Je me disais aussi que pendre des cadavres devait avoir un sens symbolique, dit Lucien l’âne. Mais ensuite ?
Ensuite, reprend Marco Valdo M.I., il me semble que le remède n’a pas eu les effets escomptés ; peut-être son champ d’action se limitait-il à la place Loreto, car les miasmes ont continué à se répandre et même, à prospérer. Souviens-toi, Carlo Levi, dès après la guerre, après le sabordage du gouvernement issu de la Résistance en décembre 1945, signalait cette persistance ; et Piero Calamandrei, dès 1946, parlait de « desistenza » – qu’on traduira en français par« désistance » (Calamandrei la définissait ainsi : « questo generale abbassamento ... merita di avere anch’esso il suo nome clinico, come il necessario opposto dialettico della resistenza: "desistenza" » – Cet abaissement général… mérite d’avoir lui aussi son nom clinique, comme le nécessaire opposé dialectique de la résistance : « désistance ») ; plus tard encore (1972), cette chanson reprenait le même message alarmant. Et depuis lors, comme on peut le lire tous les jours dans la presse – et depuis des années et des années, les choses ne se sont pas arrangées, tout au contraire. Il faut dire qu’en Italie, comme ailleurs, on n’a pas voulu mettre à mal les anciennes couches dirigeantes, ni mettre au jour les difformités de la culture en place ; en bref, on n’a ni voulu, ni pu assainir le climat général. Les hommes de pouvoir ont gardé les mœurs des hommes de pouvoir, ils sont restés aux commandes, sous d’autres appellations, sous d’autres couleurs, de vrais caméléons, prêts à se rallier à tous les régimes, à tous les pavillons en guettant le moment de revivifier leur foi. Et il y a lieu de penser que ce moment approche. Brecht avait raison : « Le ventre est encore fécond d’où sortit la bête immonde » (et en original allemand : Der Schoß ist fruchtbar noch, aus dem das kroch). Non, décidément non, « l’histoire n’est pas terminée », et oui, décidément oui, « à la place Loreto commença notre délivrance »

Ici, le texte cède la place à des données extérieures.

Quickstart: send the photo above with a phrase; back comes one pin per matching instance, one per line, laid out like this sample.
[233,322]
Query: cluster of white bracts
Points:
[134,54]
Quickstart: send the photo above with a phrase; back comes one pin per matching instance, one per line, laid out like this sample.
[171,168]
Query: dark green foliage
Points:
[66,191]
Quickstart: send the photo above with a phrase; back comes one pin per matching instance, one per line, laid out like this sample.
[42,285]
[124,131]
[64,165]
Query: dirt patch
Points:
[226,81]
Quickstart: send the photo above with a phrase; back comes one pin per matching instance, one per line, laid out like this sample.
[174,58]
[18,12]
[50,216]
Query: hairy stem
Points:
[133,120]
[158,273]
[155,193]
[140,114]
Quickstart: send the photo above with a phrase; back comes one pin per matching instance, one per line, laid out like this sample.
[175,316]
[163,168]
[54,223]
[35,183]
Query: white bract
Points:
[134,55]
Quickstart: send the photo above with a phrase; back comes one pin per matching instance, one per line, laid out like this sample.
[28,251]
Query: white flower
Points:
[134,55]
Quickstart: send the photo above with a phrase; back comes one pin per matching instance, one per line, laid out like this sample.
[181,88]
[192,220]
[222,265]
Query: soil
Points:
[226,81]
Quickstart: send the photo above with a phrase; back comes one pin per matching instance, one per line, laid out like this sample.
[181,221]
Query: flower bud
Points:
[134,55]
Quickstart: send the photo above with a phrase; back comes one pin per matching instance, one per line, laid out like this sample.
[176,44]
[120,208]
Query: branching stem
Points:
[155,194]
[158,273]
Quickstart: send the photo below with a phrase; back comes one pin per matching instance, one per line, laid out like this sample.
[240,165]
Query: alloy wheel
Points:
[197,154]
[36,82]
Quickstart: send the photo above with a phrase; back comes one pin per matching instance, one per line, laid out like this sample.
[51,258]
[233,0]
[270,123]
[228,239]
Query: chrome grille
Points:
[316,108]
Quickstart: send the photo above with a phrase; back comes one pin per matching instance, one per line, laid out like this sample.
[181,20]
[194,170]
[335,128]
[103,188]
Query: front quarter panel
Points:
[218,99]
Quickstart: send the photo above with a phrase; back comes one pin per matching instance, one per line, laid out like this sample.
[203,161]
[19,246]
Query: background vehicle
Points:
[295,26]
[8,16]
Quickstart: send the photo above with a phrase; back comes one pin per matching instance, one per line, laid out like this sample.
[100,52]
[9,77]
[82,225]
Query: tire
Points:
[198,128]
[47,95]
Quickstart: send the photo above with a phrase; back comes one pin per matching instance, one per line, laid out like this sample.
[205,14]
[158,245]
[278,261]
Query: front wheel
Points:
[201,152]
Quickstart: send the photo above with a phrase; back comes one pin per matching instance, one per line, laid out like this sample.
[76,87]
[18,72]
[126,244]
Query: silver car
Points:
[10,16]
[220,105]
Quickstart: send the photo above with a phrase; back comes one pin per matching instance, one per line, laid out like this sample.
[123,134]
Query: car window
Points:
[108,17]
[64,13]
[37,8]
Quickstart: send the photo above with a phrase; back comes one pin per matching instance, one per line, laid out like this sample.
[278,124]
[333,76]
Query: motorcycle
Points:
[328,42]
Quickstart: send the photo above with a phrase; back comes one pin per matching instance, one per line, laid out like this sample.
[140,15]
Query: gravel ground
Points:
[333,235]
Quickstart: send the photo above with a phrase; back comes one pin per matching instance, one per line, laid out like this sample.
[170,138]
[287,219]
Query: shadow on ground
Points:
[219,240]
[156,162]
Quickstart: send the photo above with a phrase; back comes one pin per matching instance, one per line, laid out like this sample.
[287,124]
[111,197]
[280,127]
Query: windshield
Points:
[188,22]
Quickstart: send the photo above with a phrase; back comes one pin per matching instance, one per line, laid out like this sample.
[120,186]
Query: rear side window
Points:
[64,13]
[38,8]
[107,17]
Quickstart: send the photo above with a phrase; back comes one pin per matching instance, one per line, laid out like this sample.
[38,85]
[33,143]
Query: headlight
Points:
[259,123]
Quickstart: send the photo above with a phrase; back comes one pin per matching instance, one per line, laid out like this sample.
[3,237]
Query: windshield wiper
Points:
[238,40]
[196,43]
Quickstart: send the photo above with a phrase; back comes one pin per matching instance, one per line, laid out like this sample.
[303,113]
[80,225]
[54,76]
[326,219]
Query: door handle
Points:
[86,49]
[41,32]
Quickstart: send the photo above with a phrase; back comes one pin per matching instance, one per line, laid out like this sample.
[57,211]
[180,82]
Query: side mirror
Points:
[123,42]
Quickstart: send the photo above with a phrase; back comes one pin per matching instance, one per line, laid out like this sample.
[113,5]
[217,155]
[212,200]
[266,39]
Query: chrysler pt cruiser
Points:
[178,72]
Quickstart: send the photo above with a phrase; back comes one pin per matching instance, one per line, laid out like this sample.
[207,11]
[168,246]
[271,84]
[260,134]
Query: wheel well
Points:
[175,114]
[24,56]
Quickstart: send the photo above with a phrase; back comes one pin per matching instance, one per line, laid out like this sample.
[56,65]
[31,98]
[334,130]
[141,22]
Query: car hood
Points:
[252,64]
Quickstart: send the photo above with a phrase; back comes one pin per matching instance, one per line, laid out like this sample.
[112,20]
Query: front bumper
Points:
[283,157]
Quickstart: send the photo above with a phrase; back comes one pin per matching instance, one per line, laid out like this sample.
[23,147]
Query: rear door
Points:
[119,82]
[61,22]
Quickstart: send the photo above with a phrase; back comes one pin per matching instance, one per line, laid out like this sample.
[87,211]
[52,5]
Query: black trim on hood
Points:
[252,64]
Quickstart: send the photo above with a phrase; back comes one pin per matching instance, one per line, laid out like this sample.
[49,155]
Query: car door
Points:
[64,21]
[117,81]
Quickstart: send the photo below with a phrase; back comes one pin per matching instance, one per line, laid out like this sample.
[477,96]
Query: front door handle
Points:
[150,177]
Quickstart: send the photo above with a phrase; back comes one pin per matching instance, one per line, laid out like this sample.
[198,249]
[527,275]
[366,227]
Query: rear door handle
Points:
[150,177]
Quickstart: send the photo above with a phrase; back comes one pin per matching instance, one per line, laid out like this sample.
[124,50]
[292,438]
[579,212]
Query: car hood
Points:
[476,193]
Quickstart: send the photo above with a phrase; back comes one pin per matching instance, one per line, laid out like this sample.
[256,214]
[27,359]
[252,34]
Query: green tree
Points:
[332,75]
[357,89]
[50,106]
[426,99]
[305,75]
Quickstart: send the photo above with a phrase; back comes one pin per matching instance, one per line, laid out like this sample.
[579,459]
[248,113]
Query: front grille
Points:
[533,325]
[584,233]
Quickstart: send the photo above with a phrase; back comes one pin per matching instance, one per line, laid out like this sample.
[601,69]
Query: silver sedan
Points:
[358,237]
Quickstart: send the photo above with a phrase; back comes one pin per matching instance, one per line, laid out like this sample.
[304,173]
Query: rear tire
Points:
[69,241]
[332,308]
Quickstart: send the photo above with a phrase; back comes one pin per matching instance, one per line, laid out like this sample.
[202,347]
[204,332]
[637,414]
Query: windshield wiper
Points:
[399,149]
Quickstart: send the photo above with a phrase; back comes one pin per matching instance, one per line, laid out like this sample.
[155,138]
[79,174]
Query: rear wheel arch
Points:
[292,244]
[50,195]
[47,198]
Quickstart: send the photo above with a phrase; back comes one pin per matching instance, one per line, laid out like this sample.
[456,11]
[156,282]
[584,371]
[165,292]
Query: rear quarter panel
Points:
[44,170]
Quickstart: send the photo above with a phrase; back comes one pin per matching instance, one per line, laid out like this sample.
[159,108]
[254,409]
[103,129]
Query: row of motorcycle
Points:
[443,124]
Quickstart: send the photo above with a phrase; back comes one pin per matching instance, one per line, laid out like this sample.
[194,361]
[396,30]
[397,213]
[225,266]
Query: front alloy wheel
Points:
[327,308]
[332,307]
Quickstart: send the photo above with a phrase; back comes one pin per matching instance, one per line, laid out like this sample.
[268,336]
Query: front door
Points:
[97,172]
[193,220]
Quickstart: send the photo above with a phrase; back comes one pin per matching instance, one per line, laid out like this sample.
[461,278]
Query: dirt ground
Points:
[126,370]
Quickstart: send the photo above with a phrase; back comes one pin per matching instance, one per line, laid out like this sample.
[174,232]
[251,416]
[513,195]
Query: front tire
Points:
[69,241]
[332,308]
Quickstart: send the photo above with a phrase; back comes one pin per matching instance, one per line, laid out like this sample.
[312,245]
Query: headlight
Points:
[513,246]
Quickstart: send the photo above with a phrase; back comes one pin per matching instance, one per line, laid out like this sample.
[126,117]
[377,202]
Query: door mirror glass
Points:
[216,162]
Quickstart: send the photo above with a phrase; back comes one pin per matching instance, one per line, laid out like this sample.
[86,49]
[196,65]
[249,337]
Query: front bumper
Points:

Ainsi, Marco Valdo M.I., j’en conclus qu’il faut à toute force contrer cette désistance qui pourrit notre quotidien et obstinément tisser le linceul de ce vieux monde autoritaire, raciste, idiot, fasciste et cacochyme.

Heureusement !

Ainsi Parlaient Marco Valdo M.I. et Lucien Lane



Non, Place Loreto, l’histoire n’est pas terminée ;
On a gagné une bataille, mais pas la guerre,
Car la taille d’une plante n’est pas achevée
Tant que les racines restent sous la terre.

Si on veut vraiment enlever la racine,
Il faut retourner tout le terrain sans crainte,
Il ne suffit pas de changer la surface et la croûte,
Il faut vraiment changer de culture.

Si on ne change pas la culture, si on traîne
À arracher la racine, mais toute la racine, alors,
On se retrouve avec un corps
Sur lequel repousse la mauvaise plante.

Il ne suffit pas de changer d’engrais, de changer de fumure
Pour que cette nouvelle plante naisse différente
Tant que les racines restent,
Seuls les germes anciens se perdent.

La plante, qu’elle grandisse peu ou beaucoup,
Arrachons-la avant qu’elle ne grandisse encore ;
Il vaut mieux perdre un an, perdre la récolte
Plutôt que risquer de détruire tout.

Arrachons la mauvaise plante, mais toute entière
Afin qu’elle ne produise ni graines, ni fruits, ni feuilles.
Ses fruits font venir la peste noire,
Ses graines apportent la mort et le deuil.

Il ne suffit pas de raconter nos médailles
Et le souvenir de nos morts tombés alors ;
Il faut affronter les nouvelles batailles
Pour ôter cette moisissure qui nous empoisonne encore.

Cette moisissure qui empoisonne villes, usines,
Casernes, écoles, tribunaux et familles,
Cette moisissure apportera à nouveau la ruine,
Et pourrira les récoltes nouvelles.

Le fascisme est cette pourriture qui nous attaque ;
Il change de couleur, mais il reste toujours le même,
Qui sur l’orbace a mis la cravate
Et qui nomme manganelle, sa matraque.

Les sbires fascistes sont protégés de nos jours
Par leurs vieux protecteurs de toujours
Qui un temps ont fait tuer Gobetti
Et il y a quelque temps, ont fait tuer Pinelli.

Et ces vieux protecteurs sont une engeance
Qui change le bon vin en vinaigre
Mais unis, nous devons le crier plus fort encore
Qu’à la place Loreto commença notre délivrance.